Alacritty is inspired by kitty; kitty being GPU accelerated (and alacritty also being GPU accelerated).

The major difference between them is that alacritty is written in rust (and has a really nice config that auto-reloads) and kitty is written in C with a smattering of python.

I think Alacritty was first. At least it became popular first.
Seems you are right, I always assumed alacritty was derived from the ideas in kitty (and hence the name being similar)

first commit in alacritty: Sun Feb 21 08:15:41 2016 -0800

first commit in kitty: Fri Oct 14 12:33:27 2016 +0530

The names are similar because they both do a wordplay on TTY (teletypewriter)
I feel like Kitty has less strange bugs due to its acceleration - e.g. font rendering is more consistent with the rest of the OS, I've had less issues with mouse and keyboard support, scroolback works, etc. It just feels like a more mature project while still providing most of the benefit.
I tried Alacritty some months ago also because of a HN post.

I think it lacks features compared to Kitty. At the very least tabs for multiple sessions and support for a transparent background made it not an option for me.

Kitty has replaced the standard terminal in Ubuntu for me, and I am quite happy with its performance and Unicode support.

Kitty is very feature rich, while alacritty seemed to have very few features in comparison, last time I checked.
As someone who is currently using Alacritty, and been since it first appeared on HN (years ago?), what specific features are you missing in Alacritty that Kitty has?
Kitty has a very nice way to search and insert unicode characters (shift+control+u).
I tend to use the CTRL+Shift+U shortcut with the codes memorized or looked up from https://unicode.org/charts/ (https://odoepner.wordpress.com/2018/01/04/enter-unicode-char... goes through how to use it) instead, so I can use them all over (IRC + Slack + Browser + Terminal).

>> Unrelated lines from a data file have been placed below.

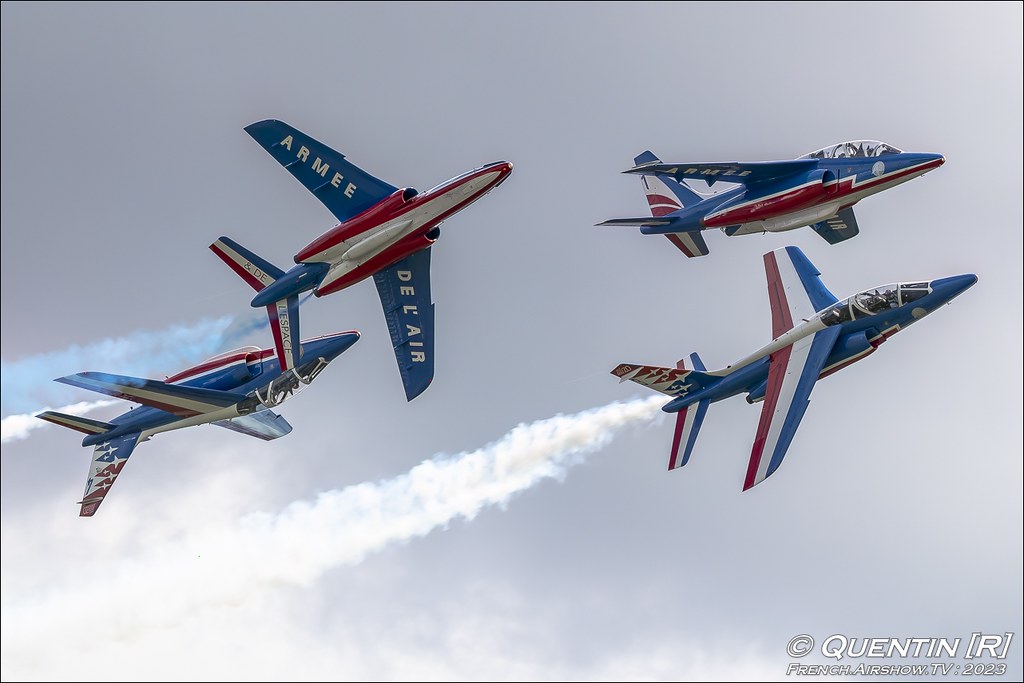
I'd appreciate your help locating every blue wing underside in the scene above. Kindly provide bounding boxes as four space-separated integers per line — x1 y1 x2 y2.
246 119 397 222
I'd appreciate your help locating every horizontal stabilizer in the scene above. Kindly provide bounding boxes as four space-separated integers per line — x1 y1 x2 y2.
811 207 860 245
623 159 818 185
54 373 246 418
36 411 114 434
246 119 397 222
211 411 292 441
210 237 285 292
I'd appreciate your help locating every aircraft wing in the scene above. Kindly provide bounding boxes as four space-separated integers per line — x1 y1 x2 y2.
623 159 818 185
210 411 292 441
611 362 715 397
246 119 397 222
55 373 246 418
78 432 140 517
811 207 860 245
764 247 838 339
374 248 434 400
743 326 842 490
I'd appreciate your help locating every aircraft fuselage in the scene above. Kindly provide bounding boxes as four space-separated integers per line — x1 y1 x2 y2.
662 274 978 413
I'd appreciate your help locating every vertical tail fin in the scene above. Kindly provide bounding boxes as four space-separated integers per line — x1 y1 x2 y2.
669 353 711 470
210 237 302 372
633 150 709 258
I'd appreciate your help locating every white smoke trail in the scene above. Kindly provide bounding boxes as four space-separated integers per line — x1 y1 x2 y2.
3 396 665 660
0 312 269 417
0 399 121 443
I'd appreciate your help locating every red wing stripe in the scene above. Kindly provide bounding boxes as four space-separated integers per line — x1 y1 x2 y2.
669 405 696 470
210 241 266 292
743 348 793 490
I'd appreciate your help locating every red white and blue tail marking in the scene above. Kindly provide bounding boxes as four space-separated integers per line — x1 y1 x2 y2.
743 327 841 490
669 353 711 470
266 294 302 373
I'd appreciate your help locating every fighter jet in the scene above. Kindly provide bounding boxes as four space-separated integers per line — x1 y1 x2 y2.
598 140 945 257
210 120 512 400
611 247 978 490
36 296 359 517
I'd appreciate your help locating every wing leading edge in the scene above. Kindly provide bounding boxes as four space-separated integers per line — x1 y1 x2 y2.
374 248 434 400
743 327 842 490
246 119 397 222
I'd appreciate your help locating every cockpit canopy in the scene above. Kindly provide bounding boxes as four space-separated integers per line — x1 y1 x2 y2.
821 283 932 325
801 140 903 159
203 346 262 365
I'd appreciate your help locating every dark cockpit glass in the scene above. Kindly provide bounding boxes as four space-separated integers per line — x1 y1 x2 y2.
821 283 931 325
801 140 903 159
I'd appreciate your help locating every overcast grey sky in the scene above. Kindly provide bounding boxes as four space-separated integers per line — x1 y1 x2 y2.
0 2 1024 680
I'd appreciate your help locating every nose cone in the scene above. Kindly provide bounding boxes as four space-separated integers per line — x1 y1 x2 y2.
932 272 978 301
490 161 512 187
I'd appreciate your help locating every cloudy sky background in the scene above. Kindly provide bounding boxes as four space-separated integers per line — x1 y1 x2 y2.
0 3 1024 680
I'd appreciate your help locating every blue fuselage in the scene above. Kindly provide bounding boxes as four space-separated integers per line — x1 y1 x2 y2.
662 274 978 413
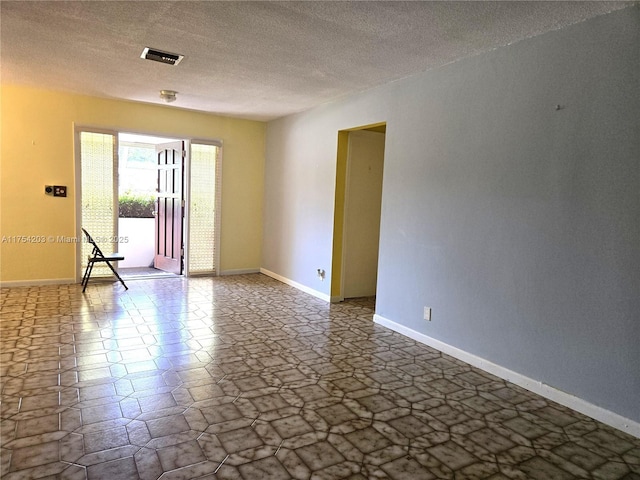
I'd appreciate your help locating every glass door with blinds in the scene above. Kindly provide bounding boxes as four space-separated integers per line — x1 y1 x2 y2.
186 141 222 275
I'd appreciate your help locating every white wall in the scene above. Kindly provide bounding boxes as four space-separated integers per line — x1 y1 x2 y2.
263 6 640 422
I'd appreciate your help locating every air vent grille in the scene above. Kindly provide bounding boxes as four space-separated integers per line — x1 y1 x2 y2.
140 47 184 65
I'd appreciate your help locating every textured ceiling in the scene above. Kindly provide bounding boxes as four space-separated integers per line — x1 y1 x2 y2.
0 0 630 120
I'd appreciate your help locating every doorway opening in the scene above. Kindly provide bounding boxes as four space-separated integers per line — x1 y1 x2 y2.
118 133 184 279
331 123 386 301
76 127 222 279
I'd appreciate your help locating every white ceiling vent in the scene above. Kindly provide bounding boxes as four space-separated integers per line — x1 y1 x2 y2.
140 47 184 65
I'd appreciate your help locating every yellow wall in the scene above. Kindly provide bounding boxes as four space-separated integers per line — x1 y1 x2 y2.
0 85 266 282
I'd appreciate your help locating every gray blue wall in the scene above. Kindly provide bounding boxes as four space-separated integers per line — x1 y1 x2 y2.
263 6 640 421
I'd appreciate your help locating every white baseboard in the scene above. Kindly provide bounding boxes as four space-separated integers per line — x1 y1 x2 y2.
0 278 80 288
373 314 640 438
260 268 331 302
220 268 260 276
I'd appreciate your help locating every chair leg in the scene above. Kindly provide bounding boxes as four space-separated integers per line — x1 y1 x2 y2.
104 262 129 290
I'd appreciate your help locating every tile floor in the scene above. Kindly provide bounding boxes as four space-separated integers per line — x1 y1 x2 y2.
0 274 640 480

Good to know though, so thanks for the reply.

Tabs are probably the biggest thing.
One thing about tabs, which ironically has come up now for Microsoft Windows Terminal, is that they do not fit at all well with the idea of application-resizable terminals, which has been the widely case for terminal I/O since the days of 80/132 column application-switchable terminals back in the 1970s. If (just to pick a mild example) one tab is a 24-line terminal and another is a 25-line terminal, they aren't the same size in the GUI.

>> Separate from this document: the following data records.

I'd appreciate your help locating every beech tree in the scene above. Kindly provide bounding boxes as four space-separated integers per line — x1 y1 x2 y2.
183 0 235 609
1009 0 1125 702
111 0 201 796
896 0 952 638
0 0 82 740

Line up a row of real terminals, and of course they do not constrain one another, size-wise. Indeed, back in the 1990s the DTTerm terminal emulator pioneered the terminal emulators' abilities for applications to set any arbitrary size (within reason) for a terminal emulator.

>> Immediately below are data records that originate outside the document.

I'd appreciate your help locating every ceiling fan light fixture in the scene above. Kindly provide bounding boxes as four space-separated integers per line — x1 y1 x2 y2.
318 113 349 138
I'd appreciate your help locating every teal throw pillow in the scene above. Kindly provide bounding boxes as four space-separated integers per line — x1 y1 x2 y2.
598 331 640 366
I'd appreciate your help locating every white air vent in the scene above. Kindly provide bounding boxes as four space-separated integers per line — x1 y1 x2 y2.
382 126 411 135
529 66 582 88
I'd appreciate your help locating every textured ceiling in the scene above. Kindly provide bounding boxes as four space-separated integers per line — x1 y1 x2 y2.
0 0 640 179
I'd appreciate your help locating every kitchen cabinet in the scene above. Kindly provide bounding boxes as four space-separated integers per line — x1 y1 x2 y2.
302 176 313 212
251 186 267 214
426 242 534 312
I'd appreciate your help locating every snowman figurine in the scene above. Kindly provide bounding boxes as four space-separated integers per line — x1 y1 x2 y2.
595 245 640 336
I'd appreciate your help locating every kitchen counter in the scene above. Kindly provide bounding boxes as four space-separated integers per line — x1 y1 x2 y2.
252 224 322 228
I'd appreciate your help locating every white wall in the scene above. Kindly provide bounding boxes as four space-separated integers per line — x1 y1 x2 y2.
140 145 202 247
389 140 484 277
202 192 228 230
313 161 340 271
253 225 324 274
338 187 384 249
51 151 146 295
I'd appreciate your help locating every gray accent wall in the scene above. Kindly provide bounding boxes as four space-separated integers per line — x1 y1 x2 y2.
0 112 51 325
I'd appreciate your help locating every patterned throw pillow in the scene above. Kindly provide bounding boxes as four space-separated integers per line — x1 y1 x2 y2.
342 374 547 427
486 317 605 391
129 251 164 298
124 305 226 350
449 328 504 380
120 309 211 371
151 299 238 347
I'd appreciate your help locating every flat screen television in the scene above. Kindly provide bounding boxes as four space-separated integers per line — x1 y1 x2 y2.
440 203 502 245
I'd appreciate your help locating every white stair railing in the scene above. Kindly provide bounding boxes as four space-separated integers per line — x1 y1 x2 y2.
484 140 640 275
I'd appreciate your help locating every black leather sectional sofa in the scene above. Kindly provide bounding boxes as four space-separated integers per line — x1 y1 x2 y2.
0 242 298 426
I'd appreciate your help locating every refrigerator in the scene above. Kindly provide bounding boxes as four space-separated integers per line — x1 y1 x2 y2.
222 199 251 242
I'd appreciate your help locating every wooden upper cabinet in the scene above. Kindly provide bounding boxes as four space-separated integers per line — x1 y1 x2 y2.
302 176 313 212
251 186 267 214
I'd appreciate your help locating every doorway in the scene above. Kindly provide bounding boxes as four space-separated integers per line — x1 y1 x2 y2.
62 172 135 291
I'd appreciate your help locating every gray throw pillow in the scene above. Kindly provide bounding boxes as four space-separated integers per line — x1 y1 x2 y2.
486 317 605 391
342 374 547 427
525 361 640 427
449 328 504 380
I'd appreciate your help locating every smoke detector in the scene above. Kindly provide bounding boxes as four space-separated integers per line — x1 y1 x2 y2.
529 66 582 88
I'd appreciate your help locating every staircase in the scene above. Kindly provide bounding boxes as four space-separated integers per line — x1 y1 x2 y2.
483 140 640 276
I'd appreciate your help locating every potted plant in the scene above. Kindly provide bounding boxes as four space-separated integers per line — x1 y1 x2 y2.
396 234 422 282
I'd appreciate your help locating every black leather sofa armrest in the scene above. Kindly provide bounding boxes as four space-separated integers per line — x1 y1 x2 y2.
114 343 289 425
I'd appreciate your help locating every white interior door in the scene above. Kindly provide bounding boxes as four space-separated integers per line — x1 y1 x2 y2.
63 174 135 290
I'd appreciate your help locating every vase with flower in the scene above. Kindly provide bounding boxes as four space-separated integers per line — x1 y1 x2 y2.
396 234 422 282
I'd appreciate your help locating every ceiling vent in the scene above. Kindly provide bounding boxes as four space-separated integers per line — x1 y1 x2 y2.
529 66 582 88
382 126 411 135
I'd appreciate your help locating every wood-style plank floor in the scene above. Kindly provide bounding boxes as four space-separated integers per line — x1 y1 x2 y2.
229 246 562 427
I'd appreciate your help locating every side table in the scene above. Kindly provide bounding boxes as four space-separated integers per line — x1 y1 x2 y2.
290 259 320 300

I did a quick review of terminal emulators in light of this, and varyingly tabbed terminal emulators do not support application resizing (DECSLPP/DECSNLS/DECSCPP) at all or support it in limited, or at least odd (compared to real terminals), ways. Konsole, possibly the best of the bunch, implements resizing properly, leaving large margins when the requested terminal screen size does not match the GUI window size, but triggers a GUI resize whenever a tab receives the input focus back, so application-requested size changes do not last if one switches amongst tabs. One tabbed terminal emulator author is actively opposing the idea that terminals should be resizable by applications emitting these control sequences, completely reversing course from DTTerm's innovation.

The problem for Windows Terminal is compounded by the fact that it isn't just supporting terminal I/O applications, it is supporting console I/O applications. In console I/O not only can applications set the screen buffer size at whim, they can also set the window rectangle. Not supporting either is a huge and very noticable step backwards, by over three decades, for Windows TUI applications that Windows Terminal is aimed to be compatible with.

A tabbed UI is not a universally unproblematic thing when it comes to terminal emulators. (-:

I see. For someone using tmux, seems that would be a non-feature. Thanks for the reply!